Apple, Google sign new agreement to end poaching lawsuits

14 Jan 2015

Four Silicon Valley companies including Apple and Google have entered into an agreement to resolve an antitrust class action lawsuit by tech workers, who accused the firms of conspiring to avoid poaching each other's employees, Reuters reported.

Apple, Google, Intel and Adobe Systems were accused in the plaintiff's 2011 lawsuit of limiting job mobility which kept a lid on salaries. The case had been under intense scrutiny due to the possibility of big damages being awarded and also the possibility of a peek into the world of some of US' elite tech firms.

US district judge Lucy Koh in San Jose, California, last year rejected a $324.5 million settlement of the lawsuit as too low after a plaintiff raised objections.

The worker's attorney Daniel Girard said the worker would support the new agreement, but Girard declined to disclose the amount, which was also not included in the court filing.

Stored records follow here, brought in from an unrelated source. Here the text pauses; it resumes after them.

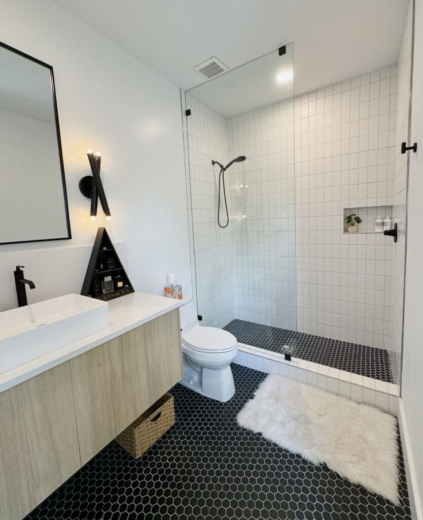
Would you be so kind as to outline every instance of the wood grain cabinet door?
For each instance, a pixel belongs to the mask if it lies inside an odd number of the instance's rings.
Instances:
[[[82,464],[182,376],[179,309],[73,359]]]
[[[2,520],[21,520],[81,466],[69,362],[0,393]]]

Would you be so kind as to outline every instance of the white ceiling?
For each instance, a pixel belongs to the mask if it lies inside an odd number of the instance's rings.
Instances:
[[[277,75],[293,72],[292,44],[282,56],[273,50],[226,74],[206,81],[187,94],[224,118],[273,105],[294,95],[294,79],[280,82]]]
[[[407,0],[55,0],[171,82],[294,44],[295,94],[396,60]]]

The case largely hinged on emails exchanged by Apple co-founder Steve Jobs, former Google chief executive officer Eric Schmidt and other rivals in which they discussed plans to avoid poaching each other's prized engineers.

While rejecting the $324.5 million deal, Koh on several occasions referred to the 2013 settlement involving Disney and Intuit. Koh wrote, Apple and Google workers got proportionally less than Disney workers, even though plaintiff lawyers had ''much more leverage'' against Apple and Google.

Meanwhile Bloomberg reported that the companies, after resuming negotiations with the workers, in September asked a federal appeals court to overrule Koh's rejection of the initial settlement, saying she overstepped her authority.

The new settlement was confirmed today by Kelly Dermody, a lawyer for the workers, and Chuck Mulloy, a spokesman for Santa Clara, California-based Intel, even as they declined to elaborate.

An objection to the original settlement was filed by former Adobe employee Michael Devine, who left the company in 2008 and was a lead plaintiff in the case.

According to Devine's lawyer, Daniel Girard, if workers had not initially agreed to settle for an average payout of about $3,572, they could have won damages at trial of as much as $141,331 each.